Based on my conversations with Executive MBA students and graduates, here are some of the most popular reasons for studying towards an Executive MBA:

Accelerating career progression. You might be seeking to achieve a major job promotion with your existing employer or take a more senior role elsewhere in your industry.

Moving to a different industry. You may be looking to make a major switch between industries – for example, from financial services to the technology sector. During your studies, you can expect to meet classmates from many different industries and professional backgrounds. Many business schools will actively seek to ensure a mix of students from the private, public and not-for-profit sectors. I personally learnt a huge amount about different industries from conversations with my classmates.

Changing from a specialist role to a management role. If you are a technical or functional specialist, an Executive MBA can be a good way to develop the skills to succeed in a management role. The breadth of subjects covered by an Executive MBA can help you to understand and communicate more effectively with other functions within your company. For example, I met Executive MBA students who were engineers taking on new management responsibilities such as running a departmental team or managing a budget.

Building a network. In your current role, you are likely to have built a strong network within your own company, industry and country. However, you might want to use the Executive MBA program to expand your horizons and build a wider and more diverse network of contacts.

See the Cambridge Executive MBA class overview >

Filling gaps in knowledge or skills. These gaps could relate to ‘hard’ skills like corporate finance or ‘soft’ skills like how to lead and manage a team. I started my career as an accountant and, as my career progressed, I was spending increasing amounts of time on strategy, business development and people management. Filling my knowledge gaps in these areas was one of my motivations for studying for an Executive MBA.

Earning more money. When organisations such as the Financial Times publish rankings of Executive MBA programs, salary increases of alumni are often one of the criteria they look at. Being able to put the letters ‘MBA’ after your name might help you to earn more money in some circumstances. However, it is more likely that the increase in your earning power will be due to an improved ability to create value for your employer or customers because of what you have learnt.

Prestige and recognition. It does feel good when you tell someone that you are studying at a well-known business school and they recognise its name! If this is important to you, it is worth paying close attention to the reputation of the business schools that you are considering and their brand recognition.

Becoming an entrepreneur. Studying for an Executive MBA is one way to build skills that are relevant to entrepreneurship, find co-founders and gain access to an entrepreneurial ecosystem.

Find out more about entrepreneurship and the Cambridge Executive MBA >

Cambridge Executive MBA participant working in a study group

Passion for learning. You might want to study for an Executive MBA simply because you enjoy the intellectual challenge of learning about the academic theories that are relevant to business.

Increasing your self-confidence. Overcoming challenges and developing new skills whilst you are studying for an Executive MBA can help to increase your self-confidence.

Personal achievement. Graduating with an MBA can provide a tremendous sense of achievement. What this means varies between individuals – it could mean the milestone of graduating, achieving good grades on assignments or participating in extra-curricular activities like volunteering projects.

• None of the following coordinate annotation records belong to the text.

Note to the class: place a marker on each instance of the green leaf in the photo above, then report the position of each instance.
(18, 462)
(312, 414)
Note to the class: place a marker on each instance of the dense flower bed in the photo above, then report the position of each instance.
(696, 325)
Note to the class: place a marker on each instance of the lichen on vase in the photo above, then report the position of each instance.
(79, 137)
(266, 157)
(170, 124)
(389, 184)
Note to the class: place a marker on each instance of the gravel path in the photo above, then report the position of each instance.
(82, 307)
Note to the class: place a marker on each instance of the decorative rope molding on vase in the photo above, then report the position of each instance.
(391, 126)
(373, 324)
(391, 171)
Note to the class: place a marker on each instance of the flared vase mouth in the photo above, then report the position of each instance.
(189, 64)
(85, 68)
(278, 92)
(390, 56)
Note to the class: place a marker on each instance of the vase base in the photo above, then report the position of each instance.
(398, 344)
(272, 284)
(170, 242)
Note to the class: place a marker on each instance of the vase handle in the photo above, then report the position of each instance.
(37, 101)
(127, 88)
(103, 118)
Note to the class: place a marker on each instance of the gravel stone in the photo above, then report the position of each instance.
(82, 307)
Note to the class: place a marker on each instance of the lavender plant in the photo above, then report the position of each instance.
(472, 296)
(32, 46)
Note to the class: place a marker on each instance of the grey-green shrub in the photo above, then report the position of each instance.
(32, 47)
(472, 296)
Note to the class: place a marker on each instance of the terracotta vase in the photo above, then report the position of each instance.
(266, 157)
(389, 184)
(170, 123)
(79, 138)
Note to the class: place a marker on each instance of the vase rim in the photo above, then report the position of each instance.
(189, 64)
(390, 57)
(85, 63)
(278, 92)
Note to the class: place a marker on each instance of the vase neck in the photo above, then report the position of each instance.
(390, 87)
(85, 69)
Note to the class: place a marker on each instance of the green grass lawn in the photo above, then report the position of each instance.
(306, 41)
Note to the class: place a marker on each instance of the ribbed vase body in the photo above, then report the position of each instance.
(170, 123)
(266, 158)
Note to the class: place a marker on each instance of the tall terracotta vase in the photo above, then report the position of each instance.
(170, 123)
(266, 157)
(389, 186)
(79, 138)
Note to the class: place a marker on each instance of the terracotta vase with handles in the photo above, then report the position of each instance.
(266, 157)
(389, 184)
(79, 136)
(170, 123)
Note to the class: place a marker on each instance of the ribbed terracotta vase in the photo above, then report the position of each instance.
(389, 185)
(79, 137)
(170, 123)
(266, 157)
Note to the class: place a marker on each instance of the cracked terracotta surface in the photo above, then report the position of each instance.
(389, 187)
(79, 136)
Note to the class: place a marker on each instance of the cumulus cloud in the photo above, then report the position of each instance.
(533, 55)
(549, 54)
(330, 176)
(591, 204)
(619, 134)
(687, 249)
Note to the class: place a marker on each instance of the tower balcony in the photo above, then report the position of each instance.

Learning about how businesses are run. This can be an especially strong motivation if you are looking to make a move from the public sector to the private sector.

When you read the above list, which of these motivations resonated most with you? I suggest that you write them down. You can then refer back to them when you are researching different Executive MBA programmes.

Being clear about your motivations will help you to to choose an Executive MBA programme that is right for you!